Reconfigurable Grasp Planning Pipeline with Grasp Synthesis and Selection Applied to Picking Operations in Aerospace Factories

Highlights

• Modular, re-configurable and flexible robot grasping planning pipeline;

• Introduction and review of multi-fingered grasping and simulated annealing theory;

• Real industrial application results with an Aerospace test-case.

Abstract

Several approaches with interesting results have been proposed over the years for robot grasp planning. However, the industry suffers from the lack of an intuitive and reliable system able to automatically estimate grasp poses while also allowing the integration of grasp information from the accumulated knowledge of the end user. In the presented paper it is proposed a non-object-agnostic grasping pipeline motivated by picking use cases from the aerospace industry. The planning system extends the functionality of the simulated annealing optimization algorithm for allowing its application within an industrial use case. Therefore, this paper addresses the first step of the design of a reconfigurable and modular grasping pipeline. The key idea is the creation of an intuitive and functional grasping framework for being used by factory floor operators according to the task demands. This software pipeline is capable of generating grasp solutions in an offline phase, and later on, in the robot operation phase, can choose the best grasp pose by taking into consideration a set of heuristics that try to achieve a successful grasp while also requiring the least effort for the robotic arm. The results are presented in a simulated and a real factory environment, relying on a mobile platform developed for intralogistic tasks. With this architecture, new state-of-art methodologies can be integrated in the future for growing the grasping pipeline and make it more robust and applicable to a wider range of use cases.

Introduction

Planning and performing a grasp movement is done effortlessly by humans, but for robots, this is a significant challenge. The current established industrial solutions are only capable of dealing with this problem in well-structured and controlled environments. Typically, these solutions resort to techniques that depend on the operators’ expertise, which manually programs the robotic system, or are based on inflexible, application oriented, software tools (e.g., drive through, lead through and offline programming), which do not convey with modern industry paradigms that ultimately seek for new autonomous and efficient techniques to enhance the flexibility of industrial robotic systems.

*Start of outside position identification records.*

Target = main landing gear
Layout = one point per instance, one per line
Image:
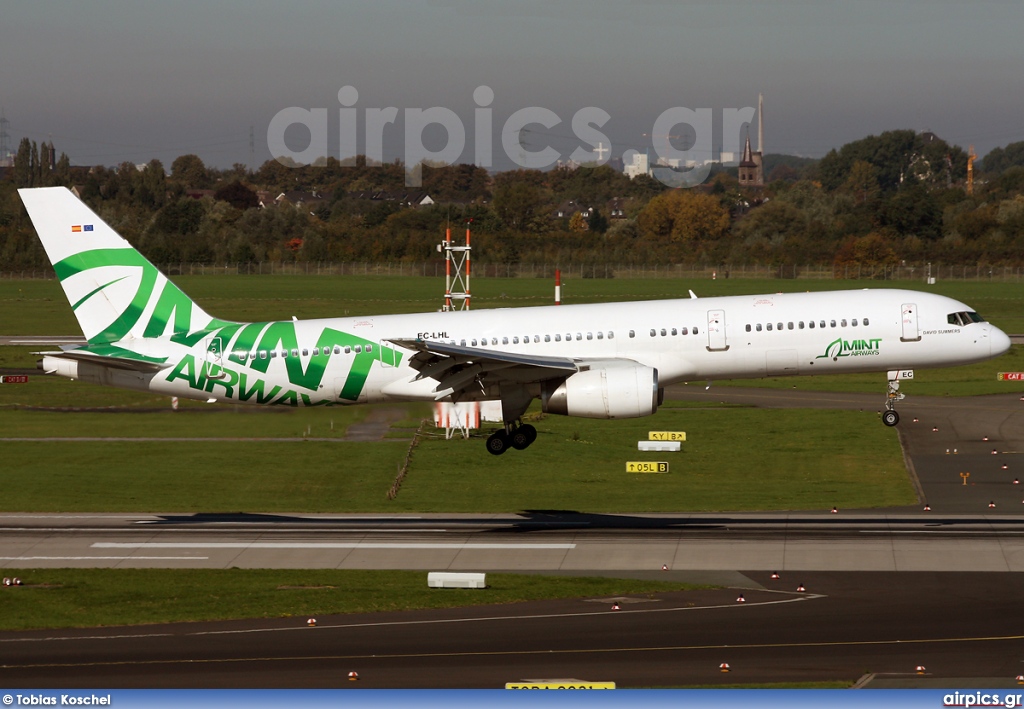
(518, 436)
(889, 416)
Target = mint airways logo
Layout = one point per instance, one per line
(204, 376)
(841, 347)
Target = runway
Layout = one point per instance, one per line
(877, 628)
(885, 592)
(548, 542)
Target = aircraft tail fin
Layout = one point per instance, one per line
(115, 292)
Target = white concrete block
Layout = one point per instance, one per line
(442, 579)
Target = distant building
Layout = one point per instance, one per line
(752, 172)
(639, 166)
(406, 199)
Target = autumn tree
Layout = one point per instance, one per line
(189, 171)
(683, 216)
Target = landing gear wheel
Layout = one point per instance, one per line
(498, 443)
(523, 436)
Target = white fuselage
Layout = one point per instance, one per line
(686, 339)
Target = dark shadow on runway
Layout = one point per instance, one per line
(543, 520)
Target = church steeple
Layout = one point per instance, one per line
(752, 165)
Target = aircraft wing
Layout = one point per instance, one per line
(458, 368)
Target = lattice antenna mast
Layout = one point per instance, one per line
(970, 170)
(457, 264)
(4, 140)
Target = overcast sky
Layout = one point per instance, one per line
(120, 80)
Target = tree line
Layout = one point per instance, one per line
(876, 202)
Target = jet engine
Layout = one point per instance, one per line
(616, 391)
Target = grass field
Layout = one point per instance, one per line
(576, 463)
(90, 597)
(817, 459)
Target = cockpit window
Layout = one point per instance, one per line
(963, 319)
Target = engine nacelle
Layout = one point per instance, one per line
(605, 392)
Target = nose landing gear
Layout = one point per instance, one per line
(893, 394)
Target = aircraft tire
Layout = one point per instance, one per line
(523, 436)
(498, 443)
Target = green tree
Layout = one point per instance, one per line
(189, 171)
(238, 195)
(683, 215)
(517, 204)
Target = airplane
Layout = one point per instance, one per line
(603, 361)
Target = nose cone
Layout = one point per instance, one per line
(999, 341)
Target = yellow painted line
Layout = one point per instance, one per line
(560, 685)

For decades the study of grasp techniques in complex scenarios has been explored by the scientific community, which led to the appearance of several analytical [1], [2], [3], [4], [5], [6] and data-driven [7] approaches aiming for the improvement of production lines, logistics processes, assembling operations, and bin-picking tasks. Despite these significant contributions, the complexity associated with designing a task-oriented analytical method or build a large dataset, required for the training of Machine Learning (ML) systems, limits the effective adoption of these technologies as an efficient, user-friendly, and applicable industrial solution.

In this context, this paper introduces a reconfigurable robot grasping software pipeline. It is based on a sequential architecture to autonomously compute the grasp solution for a robotic arm in an industrial application. This pipeline is built on top of Robot Operating System (ROS) and “GraspIt!” simulator [8], extending the applicability of Simulated Annealing (SA) [9] with a feasible application time.

With this work the authors goal is to deploy to both the industrial and scientific community a software tool capable of automatically generating robot grasp poses over a set of objects. Namely, this paper presents the backbone of the proposed modular and configurable pipeline, where methodologies and tools already consolidated in the scientific community will be further integrated. Furthermore, this tool will serve as the basis for future developments on the robot grasping topic.

Practical results are presented considering a real aerospace factory use case, targeting the execution of intralogistic operations by an omnidirectional robot equipped with a robotic arm, i.e., a mobile manipulator (Fig.  1).

Bearing these ideas in mind, this paper is structured as follows: Section 2 discusses the related work. Section 3 presents relevant background on robot based grasp topic. Section 4, presents the proposed grasp planning software backbone. Finally, in Section 5 the experimental results are presented and discussed, followed by the Conclusions and Future Work (Section 6).